Prep 20 mins
Cook 0 mins
I have numerous friends who now use this recipe for their own Turkey during the holidays. This recipe is for a 10-12 Lb turkey. It also will stuff 2-3 chickens so you don't have to wait till Thanksgiving. This Murray family recipe is hands down the best stuffing... EVER! ...NOTE: this is a stuffing, not a dressing and does not work if cooked along side the bird in the oven. Oh, and no seasonings are needed. ;) Also, for those worried about cross-contamination....... I've had folks say "they won't eat anything that was in a raw bird"..... but . isn't . the . bird . 'raw' . too, until you cook it? Live and let live.

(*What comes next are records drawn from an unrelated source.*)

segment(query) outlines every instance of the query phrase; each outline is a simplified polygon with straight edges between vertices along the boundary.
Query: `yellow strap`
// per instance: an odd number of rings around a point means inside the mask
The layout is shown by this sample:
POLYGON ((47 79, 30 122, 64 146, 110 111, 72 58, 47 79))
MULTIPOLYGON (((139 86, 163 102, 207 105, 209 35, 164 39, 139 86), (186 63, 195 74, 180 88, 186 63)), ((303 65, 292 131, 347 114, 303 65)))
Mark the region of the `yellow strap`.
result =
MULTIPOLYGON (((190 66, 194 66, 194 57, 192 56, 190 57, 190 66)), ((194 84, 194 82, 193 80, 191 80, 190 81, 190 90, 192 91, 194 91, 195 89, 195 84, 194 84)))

Enjoy!
- 1⁄2 cup butter (1 stick)
- 1 lb bacon, thick sliced cut into 1-inch cubes semi frozen and use scissors for easy cutting
- 1 large onion, chopped
- 2 -4 celery ribs, chopped
- 1 loaf white bread, more if needed (use fresh or stale but still soft cut into 1-inch cubes. Use a serrated knife so as not to squish it)
- 1⁄2 cup turkey gizzard, boiled and chopped fine (optional)
- In a large bowl place the bread cubes; set aside. In large skillet, melt butter. Add bacon and sauté until bacon is cooked but not crisp.
- Add onion and celery, cook until the onions are almost translucent and bacon starts to crisp. Do not drain. Remove skillet from stove; allow 10 minutes or so to cool.
- Pour over bread cubes (with optional gizzards) and toss. It should be cool enough now to mix with hands (squishing like making a meatloaf). Stuff and tie turkey or chickens.
- Cook as directed for STUFFED turkey or chicken.
Made for Photo Tag. Made EXACTLY as directed and its SUPER!!! I am a HUGE stuffing lover and this did not disappoint.I was so surprised at how tasty this stuffing is with no extra herbs added in.Anyone who likes a Roast Stuffed Bird ;) should give this a whirl. (No gizzards were harmed in the preparation of this recipe. LOL)
I've been making this stuffing for over 30 years,however I always add poultry seasoning to the mixture. Can't imagine it without it. FYI, you can easily use pre-packaged dry bread croutons, just add more liquid to the mix. It really is delicious, and the bacon adds a nice flavor.
Stuffing is so much better in the bird then baked on the side and this recipe is evidence of that for sure. The bacon added a smoky flavor to the stuffing that was a nice twist. Sorry no gizzards for us as I save these to help flavor the gravy!